Peu importe qui a écrit les textes; sur la scène, c’est vraiment l’humoriste qui colore le spectacle par sa personnalité. C’est ce qui permet d’éviter l’uniformisation qui pourrait découler du recours par plusieurs performers au même petit bassin d’auteurs.

Selon Tremblay, "le scripteur devient à la fois une sorte de nounou, de référence et d’appui grâce auquel l’humoriste peut réfléchir sur ce qu’il fait. Pendant les premiers shows, c’est très important que le scripteur soit avec l’humoriste pour évaluer ce qui s’est passé, ce qui fonctionne ou pas".

Un métier ingrat?
Sortes de Cyrano soufflant leurs mots drôles à un Christian qui s’en va seul sur le balcon récolter les doux fruits de la gloire, les scripteurs assurent travailler dans l’ombre des vedettes sans en prendre ombrage. "Parfois, on fait des blagues là-dessus, sourit Pierre-Michel Tremblay. On s’autoflagelle beaucoup, les scripteurs. En se moquant de notre apparence, de notre timidité, du fait qu’on est là juste pour servir les humoristes… De la grande autodérision!"

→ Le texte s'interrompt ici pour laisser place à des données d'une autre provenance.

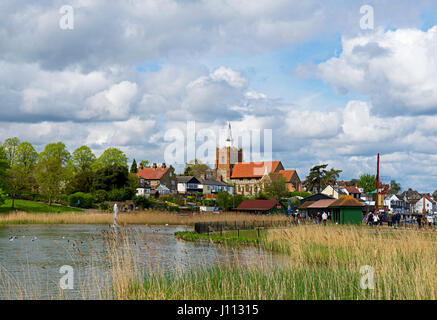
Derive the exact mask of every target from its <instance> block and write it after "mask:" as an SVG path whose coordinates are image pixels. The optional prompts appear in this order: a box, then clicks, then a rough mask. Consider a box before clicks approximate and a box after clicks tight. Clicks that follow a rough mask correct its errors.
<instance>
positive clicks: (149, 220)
mask: <svg viewBox="0 0 437 320" xmlns="http://www.w3.org/2000/svg"><path fill="white" fill-rule="evenodd" d="M286 220H287V217H285V216H284V215H271V216H265V215H251V214H241V213H231V212H225V213H195V214H179V213H171V212H165V211H152V210H150V211H139V212H130V213H121V214H119V215H118V220H117V221H118V223H119V224H121V225H133V224H172V225H191V224H194V223H196V222H212V221H218V222H225V221H229V222H237V223H238V222H240V221H246V222H252V221H266V222H275V221H286ZM112 222H113V215H112V214H108V213H99V212H86V213H60V214H50V213H26V212H16V213H10V214H0V225H2V224H95V225H102V224H103V225H105V224H106V225H108V224H112Z"/></svg>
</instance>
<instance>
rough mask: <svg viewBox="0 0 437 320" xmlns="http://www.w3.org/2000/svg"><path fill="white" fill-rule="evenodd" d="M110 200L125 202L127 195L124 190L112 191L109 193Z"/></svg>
mask: <svg viewBox="0 0 437 320" xmlns="http://www.w3.org/2000/svg"><path fill="white" fill-rule="evenodd" d="M108 199H109V200H110V201H125V200H126V194H125V192H124V189H112V190H111V191H109V192H108Z"/></svg>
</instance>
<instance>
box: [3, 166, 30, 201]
mask: <svg viewBox="0 0 437 320" xmlns="http://www.w3.org/2000/svg"><path fill="white" fill-rule="evenodd" d="M6 182H7V184H8V187H9V188H8V191H9V196H10V198H11V199H12V208H14V207H15V199H17V198H19V197H20V195H21V193H22V192H23V191H26V190H28V189H30V186H31V184H32V180H31V177H30V176H29V174H28V171H27V170H26V168H25V167H24V166H21V165H14V166H12V167H11V168H9V169H8V170H7V171H6Z"/></svg>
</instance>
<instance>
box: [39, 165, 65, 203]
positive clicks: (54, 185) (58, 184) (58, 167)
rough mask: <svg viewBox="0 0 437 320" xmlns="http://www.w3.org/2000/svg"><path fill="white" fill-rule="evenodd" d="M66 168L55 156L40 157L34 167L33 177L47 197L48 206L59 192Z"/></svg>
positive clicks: (58, 194) (53, 199)
mask: <svg viewBox="0 0 437 320" xmlns="http://www.w3.org/2000/svg"><path fill="white" fill-rule="evenodd" d="M65 173H66V170H65V168H64V167H63V165H62V160H61V159H59V158H57V157H42V158H40V160H39V161H38V164H37V166H36V168H35V178H36V181H37V183H38V186H39V190H40V192H41V193H42V194H44V195H46V196H47V198H48V203H49V206H50V205H51V204H52V201H53V200H55V199H57V197H58V196H59V195H60V194H61V190H62V185H63V183H64V181H65Z"/></svg>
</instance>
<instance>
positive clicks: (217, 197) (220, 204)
mask: <svg viewBox="0 0 437 320" xmlns="http://www.w3.org/2000/svg"><path fill="white" fill-rule="evenodd" d="M216 204H217V206H218V207H219V208H220V209H221V210H223V211H229V210H230V209H232V206H233V199H232V195H230V194H229V193H227V192H226V191H219V192H218V193H217V196H216Z"/></svg>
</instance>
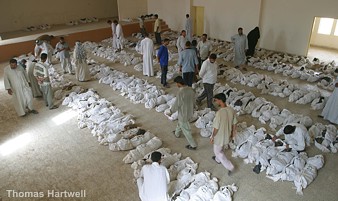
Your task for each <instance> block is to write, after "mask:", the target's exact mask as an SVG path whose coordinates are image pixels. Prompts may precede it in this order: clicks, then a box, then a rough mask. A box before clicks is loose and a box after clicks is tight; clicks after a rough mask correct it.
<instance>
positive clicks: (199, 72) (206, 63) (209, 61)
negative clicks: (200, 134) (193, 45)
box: [197, 54, 218, 111]
mask: <svg viewBox="0 0 338 201" xmlns="http://www.w3.org/2000/svg"><path fill="white" fill-rule="evenodd" d="M216 58H217V57H216V54H211V55H210V56H209V59H207V60H205V61H204V62H203V64H202V67H201V70H200V72H199V76H200V77H201V78H202V81H203V87H204V91H203V92H202V94H201V95H200V96H199V97H198V98H197V104H198V105H199V104H201V102H202V100H203V99H205V98H207V103H208V108H210V109H212V110H214V111H216V108H215V106H214V105H213V104H212V97H213V91H214V85H215V83H216V81H217V66H218V65H217V64H216Z"/></svg>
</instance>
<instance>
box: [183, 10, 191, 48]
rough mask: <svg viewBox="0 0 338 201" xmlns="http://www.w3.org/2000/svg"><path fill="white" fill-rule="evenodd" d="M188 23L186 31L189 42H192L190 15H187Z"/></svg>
mask: <svg viewBox="0 0 338 201" xmlns="http://www.w3.org/2000/svg"><path fill="white" fill-rule="evenodd" d="M185 17H186V21H185V30H186V31H187V40H188V41H190V42H191V41H192V22H191V18H190V16H189V14H186V15H185Z"/></svg>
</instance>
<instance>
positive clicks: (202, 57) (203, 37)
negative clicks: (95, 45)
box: [197, 34, 212, 63]
mask: <svg viewBox="0 0 338 201" xmlns="http://www.w3.org/2000/svg"><path fill="white" fill-rule="evenodd" d="M207 39H208V35H207V34H203V35H202V40H201V41H199V42H198V44H197V50H198V52H199V55H200V58H201V63H203V62H204V61H205V60H207V59H208V57H209V55H210V52H211V50H212V45H211V43H210V41H208V40H207Z"/></svg>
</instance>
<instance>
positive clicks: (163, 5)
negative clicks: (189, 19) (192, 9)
mask: <svg viewBox="0 0 338 201" xmlns="http://www.w3.org/2000/svg"><path fill="white" fill-rule="evenodd" d="M148 13H149V14H151V13H152V14H156V13H157V14H158V17H159V18H160V19H163V20H164V21H165V22H166V23H167V24H168V25H169V28H170V29H172V30H176V31H181V30H182V29H183V27H184V22H185V15H186V14H187V13H190V0H148Z"/></svg>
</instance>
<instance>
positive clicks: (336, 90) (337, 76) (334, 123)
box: [322, 68, 338, 124]
mask: <svg viewBox="0 0 338 201" xmlns="http://www.w3.org/2000/svg"><path fill="white" fill-rule="evenodd" d="M335 75H336V82H335V85H334V86H335V88H334V91H333V93H332V94H331V96H330V97H329V99H328V100H327V102H326V105H325V107H324V109H323V112H322V117H324V119H326V120H329V121H330V122H331V123H334V124H338V109H337V108H338V68H336V70H335Z"/></svg>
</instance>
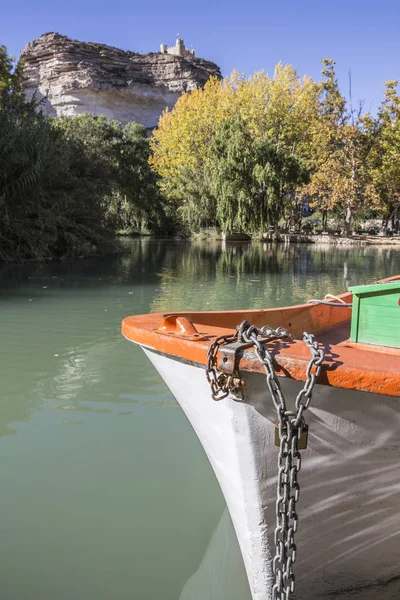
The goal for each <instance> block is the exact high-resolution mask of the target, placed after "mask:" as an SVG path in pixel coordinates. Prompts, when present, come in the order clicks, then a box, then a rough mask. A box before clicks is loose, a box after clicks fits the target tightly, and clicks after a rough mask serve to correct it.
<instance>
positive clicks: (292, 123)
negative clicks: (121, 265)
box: [0, 47, 400, 261]
mask: <svg viewBox="0 0 400 600" xmlns="http://www.w3.org/2000/svg"><path fill="white" fill-rule="evenodd" d="M22 70H23V65H22V64H19V65H18V66H16V65H15V63H14V61H13V60H12V59H11V58H10V57H9V56H8V54H7V51H6V49H5V48H4V47H0V205H1V213H2V219H1V222H0V260H3V261H14V260H27V259H34V260H43V259H46V258H60V257H68V256H86V255H89V254H96V253H99V252H104V251H106V250H108V249H114V248H115V247H116V246H115V236H116V234H117V233H121V232H130V233H132V232H138V233H144V232H147V233H149V232H150V233H151V232H154V233H172V232H178V231H180V232H184V233H186V234H190V233H194V232H198V231H199V230H202V229H203V228H209V229H210V230H211V229H214V230H216V231H223V232H226V233H232V232H241V233H249V234H262V233H265V232H267V231H269V232H271V231H273V230H276V229H280V230H283V231H288V230H289V231H300V230H302V229H304V227H305V222H304V218H305V216H308V217H310V216H311V218H312V219H314V227H315V226H316V227H317V228H319V229H321V230H326V229H328V228H329V224H332V223H334V226H335V228H337V229H340V230H341V231H342V232H343V233H344V234H346V235H347V234H349V233H351V231H353V230H354V229H357V228H358V227H360V223H362V222H363V221H365V220H366V219H370V218H379V219H381V221H382V226H383V230H386V229H387V228H389V227H390V228H391V229H392V230H396V229H400V223H399V219H400V158H399V157H400V97H399V94H398V92H397V81H389V82H387V83H386V87H385V92H384V97H383V100H382V103H381V105H380V107H379V109H378V111H377V114H376V115H372V114H369V113H365V112H364V111H363V107H362V105H358V106H353V105H352V103H351V100H350V101H346V100H345V98H344V97H343V95H342V94H341V92H340V90H339V87H338V82H337V79H336V74H335V63H334V61H331V60H324V61H323V70H322V79H321V81H314V80H313V79H312V78H310V77H303V78H300V77H299V76H298V74H297V72H296V71H295V69H294V68H293V67H291V66H290V65H287V66H282V65H280V64H279V65H278V66H277V67H276V69H275V72H274V75H273V77H269V76H268V75H267V74H266V73H264V72H258V73H255V74H254V75H253V76H251V77H249V78H246V77H244V76H241V75H239V74H238V73H235V72H234V73H233V74H232V75H231V76H230V77H228V78H226V79H224V80H223V81H220V80H218V79H215V78H211V79H210V80H209V81H208V83H207V84H206V85H205V87H204V88H203V89H197V90H193V91H191V92H188V93H186V94H183V95H182V96H181V97H180V98H179V100H178V101H177V103H176V104H175V106H174V108H173V109H172V110H170V111H169V110H166V111H165V112H164V113H163V115H162V116H161V118H160V121H159V125H158V128H157V129H156V130H155V131H153V134H152V136H151V138H149V137H148V136H147V132H146V130H145V129H144V128H143V127H142V126H141V125H139V124H137V123H130V124H128V125H127V126H125V127H122V126H121V125H120V123H118V122H117V121H112V120H109V119H106V118H105V117H103V116H94V115H90V114H85V115H79V116H74V117H61V118H58V119H53V118H48V117H45V116H44V115H43V114H42V112H41V110H40V108H41V105H40V101H38V100H36V99H34V100H32V101H27V100H26V98H25V95H24V92H23V87H22ZM316 217H318V219H319V220H318V221H317V220H316ZM309 224H310V222H308V225H309Z"/></svg>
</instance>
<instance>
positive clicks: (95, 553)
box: [0, 240, 400, 600]
mask: <svg viewBox="0 0 400 600" xmlns="http://www.w3.org/2000/svg"><path fill="white" fill-rule="evenodd" d="M128 250H129V251H128V252H127V254H125V255H123V256H119V257H112V258H108V259H87V260H81V261H75V262H70V263H64V264H51V263H50V264H47V265H41V266H38V265H24V266H6V267H4V268H2V269H1V270H0V309H1V312H0V331H1V346H0V348H1V350H0V352H1V357H0V358H1V388H0V389H1V402H0V457H1V460H0V465H1V467H0V490H1V491H0V514H1V522H0V582H1V599H2V600H55V599H57V600H63V599H65V600H80V599H82V600H83V599H85V600H88V599H93V600H110V599H111V598H112V599H113V600H125V599H130V600H161V599H162V600H178V599H179V600H217V599H218V600H221V599H222V600H225V599H226V600H228V599H229V600H250V594H249V590H248V587H247V583H246V577H245V573H244V569H243V565H242V562H241V558H240V554H239V550H238V547H237V544H236V541H235V538H234V534H233V531H232V526H231V524H230V521H229V518H228V516H227V513H226V510H225V504H224V501H223V498H222V497H221V493H220V491H219V488H218V485H217V483H216V482H215V480H214V476H213V474H212V472H211V470H210V468H209V466H208V463H207V461H206V458H205V456H204V454H203V451H202V449H201V447H200V445H199V442H198V441H197V439H196V437H195V435H194V433H193V432H192V430H191V427H190V425H189V424H188V423H187V421H186V419H185V417H184V415H183V413H182V411H181V410H180V408H179V407H178V406H177V404H176V402H175V401H174V399H173V398H172V397H171V395H170V393H169V392H168V390H167V389H166V387H165V385H164V384H163V382H162V381H161V380H160V378H159V376H158V375H157V373H156V372H155V371H154V370H153V368H152V367H151V365H150V364H149V363H148V362H147V359H146V358H145V356H144V355H143V354H142V352H141V350H140V349H139V348H137V347H136V346H134V345H133V344H130V343H129V342H127V341H126V340H125V339H123V338H122V337H121V335H120V333H119V329H120V322H121V319H122V318H123V317H124V316H126V315H129V314H135V313H144V312H149V311H156V310H164V309H165V310H176V309H206V310H210V309H224V308H226V309H232V308H248V307H252V308H260V307H266V306H276V305H279V304H281V305H285V304H291V303H297V302H301V301H303V300H307V299H308V298H311V297H321V296H322V295H323V294H325V293H327V292H331V293H338V292H341V291H343V290H344V289H346V287H347V286H348V285H350V284H354V283H363V282H368V281H371V280H373V279H377V278H379V277H383V276H389V275H393V274H396V273H399V272H400V253H399V252H398V251H397V250H396V248H393V247H392V248H373V247H370V248H364V249H359V248H353V249H340V248H334V247H327V248H323V249H318V248H315V247H310V246H308V247H306V246H290V247H286V248H285V247H284V246H277V247H272V246H268V245H265V244H264V245H263V244H253V245H249V244H245V245H238V244H236V245H228V247H227V248H226V251H223V250H222V247H221V245H220V244H214V245H212V244H207V243H202V244H192V245H191V244H190V243H187V242H173V241H160V240H156V241H155V240H134V241H133V242H131V243H129V244H128Z"/></svg>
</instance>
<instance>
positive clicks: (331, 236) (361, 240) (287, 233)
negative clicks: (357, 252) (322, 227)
mask: <svg viewBox="0 0 400 600" xmlns="http://www.w3.org/2000/svg"><path fill="white" fill-rule="evenodd" d="M261 241H263V242H278V243H284V244H327V245H333V246H337V245H342V246H399V247H400V236H396V237H389V236H378V235H352V236H341V235H330V234H316V235H312V234H303V233H273V234H265V235H263V237H262V240H261Z"/></svg>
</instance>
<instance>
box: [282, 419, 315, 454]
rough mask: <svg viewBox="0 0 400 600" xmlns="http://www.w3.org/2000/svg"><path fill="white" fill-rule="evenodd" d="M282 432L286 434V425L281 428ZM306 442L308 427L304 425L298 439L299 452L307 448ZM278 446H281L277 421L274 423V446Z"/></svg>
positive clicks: (306, 439)
mask: <svg viewBox="0 0 400 600" xmlns="http://www.w3.org/2000/svg"><path fill="white" fill-rule="evenodd" d="M282 431H283V432H284V433H286V431H287V427H286V425H283V426H282ZM307 442H308V425H306V424H305V423H304V424H303V427H302V429H301V436H300V439H299V445H298V448H299V450H305V449H306V448H307ZM280 445H281V438H280V435H279V422H278V421H277V422H276V423H275V446H280Z"/></svg>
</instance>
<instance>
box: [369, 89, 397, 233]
mask: <svg viewBox="0 0 400 600" xmlns="http://www.w3.org/2000/svg"><path fill="white" fill-rule="evenodd" d="M397 85H398V81H397V80H392V81H388V82H387V83H386V85H385V94H384V99H383V101H382V104H381V106H380V108H379V111H378V116H377V119H376V120H375V121H372V123H371V124H370V131H372V136H373V137H374V144H373V149H372V152H371V156H370V161H369V163H370V169H371V175H372V178H373V181H374V183H375V185H376V188H377V191H378V194H379V207H380V209H381V211H382V215H383V226H384V228H387V226H388V223H389V221H392V226H393V227H395V228H399V225H400V224H399V221H400V96H399V94H398V92H397Z"/></svg>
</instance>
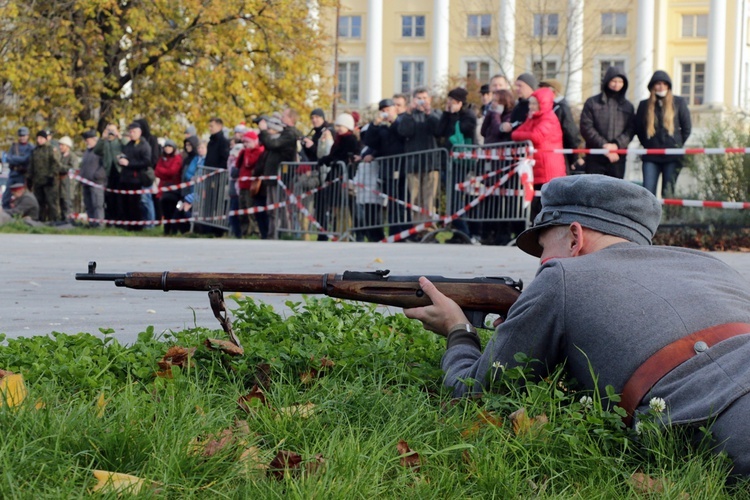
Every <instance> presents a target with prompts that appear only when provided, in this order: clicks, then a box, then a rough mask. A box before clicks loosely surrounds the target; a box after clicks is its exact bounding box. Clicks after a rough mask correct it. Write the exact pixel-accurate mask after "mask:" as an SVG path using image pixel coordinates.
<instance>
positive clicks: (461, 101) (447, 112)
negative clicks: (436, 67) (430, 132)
mask: <svg viewBox="0 0 750 500" xmlns="http://www.w3.org/2000/svg"><path fill="white" fill-rule="evenodd" d="M468 96H469V93H468V92H467V91H466V89H464V88H461V87H457V88H455V89H452V90H451V91H450V92H448V99H447V100H446V103H445V111H444V112H443V115H442V116H441V117H440V121H439V122H438V127H437V131H436V135H437V136H438V137H441V138H442V139H443V145H444V147H445V148H447V149H448V151H452V150H453V146H454V145H457V144H471V142H472V139H473V138H474V134H475V133H476V130H477V115H476V114H475V113H474V111H472V110H471V109H469V107H468V106H467V105H466V98H467V97H468ZM469 161H472V160H469ZM456 164H459V162H456ZM469 168H471V167H469ZM462 170H465V169H463V168H459V169H457V170H455V171H454V172H453V176H454V178H453V179H451V184H450V186H451V189H452V186H455V184H456V183H458V182H463V181H464V180H465V179H464V178H463V177H464V175H465V174H466V173H467V172H463V171H462ZM452 199H453V200H456V201H457V203H456V202H454V203H453V206H452V207H451V211H452V212H455V211H456V210H458V209H459V208H463V207H464V205H465V204H466V202H467V201H468V200H467V199H466V196H463V195H458V194H456V196H453V197H452ZM453 227H454V228H455V229H457V230H458V231H461V232H462V233H464V234H465V235H466V236H467V237H469V238H470V239H471V242H472V243H475V244H479V233H480V232H481V227H479V226H478V225H474V224H472V227H471V228H470V227H469V226H468V225H467V224H466V221H464V220H463V219H461V218H458V219H454V220H453ZM461 241H463V239H462V238H461V237H460V236H456V235H454V236H453V238H451V239H450V240H448V242H449V243H458V242H461Z"/></svg>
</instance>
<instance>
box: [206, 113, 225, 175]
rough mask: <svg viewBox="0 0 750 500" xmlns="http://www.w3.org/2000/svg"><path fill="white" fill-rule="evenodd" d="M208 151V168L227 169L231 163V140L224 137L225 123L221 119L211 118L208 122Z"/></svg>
mask: <svg viewBox="0 0 750 500" xmlns="http://www.w3.org/2000/svg"><path fill="white" fill-rule="evenodd" d="M208 132H209V133H210V134H211V136H210V137H209V138H208V151H207V152H206V162H205V165H206V166H207V167H213V168H224V169H225V168H227V161H229V139H227V137H226V136H225V135H224V122H223V121H222V119H221V118H215V117H214V118H211V119H210V120H209V121H208Z"/></svg>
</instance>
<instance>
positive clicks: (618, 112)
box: [581, 66, 635, 179]
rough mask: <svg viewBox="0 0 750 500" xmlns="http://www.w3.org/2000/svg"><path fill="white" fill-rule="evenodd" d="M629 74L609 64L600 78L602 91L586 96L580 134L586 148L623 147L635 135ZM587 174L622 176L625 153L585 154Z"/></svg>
mask: <svg viewBox="0 0 750 500" xmlns="http://www.w3.org/2000/svg"><path fill="white" fill-rule="evenodd" d="M627 91H628V77H627V76H626V75H625V72H624V71H623V70H622V68H620V67H617V66H611V67H610V68H609V69H608V70H607V72H606V73H605V74H604V78H603V79H602V92H601V93H600V94H597V95H595V96H593V97H589V98H588V99H587V100H586V103H585V104H584V105H583V111H582V112H581V135H582V136H583V139H584V141H586V148H589V149H594V148H596V149H609V150H615V149H625V148H627V147H628V144H630V141H631V140H633V136H634V135H635V108H634V107H633V105H632V104H631V103H630V101H628V100H627V98H626V97H625V96H626V93H627ZM585 165H586V166H585V168H586V173H587V174H603V175H608V176H610V177H617V178H618V179H622V178H623V177H625V156H620V155H618V154H617V153H609V154H608V155H588V156H586V163H585Z"/></svg>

Certains ont tâté de la scène juste assez pour se rendre compte que là n’était pas leur place. "Le scripteur se cache derrière un humoriste: ce n’est pas très impliquant, confie René Brisebois. Il y a même quelque chose de rassurant. Quand j’étais jeune, je trouvais ça un peu plus ingrat. Mais en même temps, j’aime beaucoup le côté anonyme. L’aspect mystification. Les gens pensent souvent que les humoristes écrivent tout. C’est intéressant, parce qu’alors on n’est pas catalogués. Et quand je m’assois dans la salle, que je vois le performer rendre exactement l’angle que je voulais et que ça fonctionne, mon thrill est là." Par contre, comme plusieurs de ses collègues, le coscénariste des Boys sent le besoin de mener en parallèle des projets personnels où s’exprime davantage sa singularité.

"Je pense qu’il y a une certaine frustration quand même, parce que les scripteurs ne font que des suggestions, estime Émile Gaudreault, un ancien du Groupe Sanguin, qui a connu les deux métiers. C’est l’humoriste qui est le boss. Et c’est normal, parce que c’est lui qui est sur scène. Le scripteur et l’humoriste ont besoin l’un de l’autre. Mais il y en a un des deux qui reçoit toute la gloire (rires). C’est un boulot très excitant, mais un peu frustrant parce que tu es un artiste, et que ton oeuvre doit passer par un filtre. C’est ce filtre-là que les gens vont admirer, et qui a le contrôle sur ce que tu crées."

Ce n’est pas pour rien que le scripteur-metteur en scène vient de réaliser son premier film, Nuit de noces. Beau retour des choses: après audition, il y a embauché un humoriste, François Morency. "Il fallait qu’il travaille dans ma vision du film. Et c’était moi qui décidais… "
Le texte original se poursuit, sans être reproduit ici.